As with most documentaries, the footage collected is often edited down to a few minutes. Only 10 minutes of the interview was ultimately used in “Triumph of the Nerds.” The master tape of the interview had gone missing. This was a shame because there were very few in depth TV interviews of Jobs. After Steve Jobs died, the director found a VHS copy of the original interview.
In “The Lost Interview,” Jobs talks about his first experiences with a computer when as a ten-year-old he would write a program in BASIC or Fortran using a timeshare computer which was basically a printer and a keyboard hooked up to a computer. At 12, he wanted to build a frequency counter and wanted some spare parts so he called up Hewlett Packard and was given the parts and an internship. He was introduced to the first desktop computer there, and would hang around every week at Hewlett Packard.
Jobs recalls meeting Wozniak and how an Esquire article about Captain Crunch set them on a missions to learn how to make free phone calls which they learned to do after finding the AT&T technical journal in a library. They even called the Pope, but what was essential was they also learned they could make a small thing that could control a large thing.
Wozniak and Jobs built a terminal to use a timeshare computer for free and Jobs claimed that an Apple I was an extension of a terminal. They made computer circuit boards and sold them to friends and then tried to sell them to others. They got parts on 30 days of credit, built computers that were fully assembled and sold computers to a local computer store and they were in business.

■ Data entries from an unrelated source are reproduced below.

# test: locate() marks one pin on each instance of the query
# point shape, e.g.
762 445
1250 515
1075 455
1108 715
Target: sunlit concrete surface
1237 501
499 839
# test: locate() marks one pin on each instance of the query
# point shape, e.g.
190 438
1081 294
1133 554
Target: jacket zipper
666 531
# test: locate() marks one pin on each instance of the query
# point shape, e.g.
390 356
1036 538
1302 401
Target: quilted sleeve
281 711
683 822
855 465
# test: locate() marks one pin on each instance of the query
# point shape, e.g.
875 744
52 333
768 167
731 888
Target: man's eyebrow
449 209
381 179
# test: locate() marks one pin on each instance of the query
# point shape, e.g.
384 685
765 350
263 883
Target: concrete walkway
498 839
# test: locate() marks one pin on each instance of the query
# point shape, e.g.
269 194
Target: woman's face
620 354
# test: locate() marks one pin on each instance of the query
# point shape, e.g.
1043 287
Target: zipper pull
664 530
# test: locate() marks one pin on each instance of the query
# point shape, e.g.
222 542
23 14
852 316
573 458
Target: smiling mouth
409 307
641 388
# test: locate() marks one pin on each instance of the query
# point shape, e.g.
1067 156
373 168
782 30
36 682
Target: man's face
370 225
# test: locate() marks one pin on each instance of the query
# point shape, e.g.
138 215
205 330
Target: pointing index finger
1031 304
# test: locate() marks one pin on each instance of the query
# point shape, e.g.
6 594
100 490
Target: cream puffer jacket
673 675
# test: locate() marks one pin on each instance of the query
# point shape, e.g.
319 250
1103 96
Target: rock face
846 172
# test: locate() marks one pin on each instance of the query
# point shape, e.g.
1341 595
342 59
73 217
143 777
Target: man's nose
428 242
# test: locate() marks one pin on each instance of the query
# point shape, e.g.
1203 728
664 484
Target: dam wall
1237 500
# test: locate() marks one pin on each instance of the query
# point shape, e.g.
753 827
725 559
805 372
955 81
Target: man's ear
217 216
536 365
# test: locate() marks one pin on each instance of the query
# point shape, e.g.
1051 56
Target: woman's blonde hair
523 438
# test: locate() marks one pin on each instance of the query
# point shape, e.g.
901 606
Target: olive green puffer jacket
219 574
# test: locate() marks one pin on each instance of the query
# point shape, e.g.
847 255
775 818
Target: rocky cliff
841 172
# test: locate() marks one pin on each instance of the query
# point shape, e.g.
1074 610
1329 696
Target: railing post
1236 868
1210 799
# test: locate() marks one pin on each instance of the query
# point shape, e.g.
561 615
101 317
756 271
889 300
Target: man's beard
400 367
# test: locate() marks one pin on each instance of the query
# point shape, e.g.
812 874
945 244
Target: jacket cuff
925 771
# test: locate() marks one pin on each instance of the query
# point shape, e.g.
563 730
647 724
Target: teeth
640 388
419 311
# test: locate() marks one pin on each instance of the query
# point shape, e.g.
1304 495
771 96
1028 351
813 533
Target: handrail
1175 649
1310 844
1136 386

With the Apple II, Jobs also talked about how Mike Markkula got involved and how both he and Wozniak had different ambitions. In business, Jobs found that there was a type of business folklore and that by asking why things were done, he came to understand that a lot of things are antiquated and just done because it had always been done that way.
Jobs felt that programming teaches you how to think. “I think everyone in this country should learn how to program a computer, to learn a computer language. It teaches you how to think,” he stated. “I view computer science as a liberal art.”
When asked what it was like to get rich, Jobs recited how much he was worth at certain ages, but he claimed it wasn’t about the money. “It was not the most important thing, The most important things was the company, the people, the products.”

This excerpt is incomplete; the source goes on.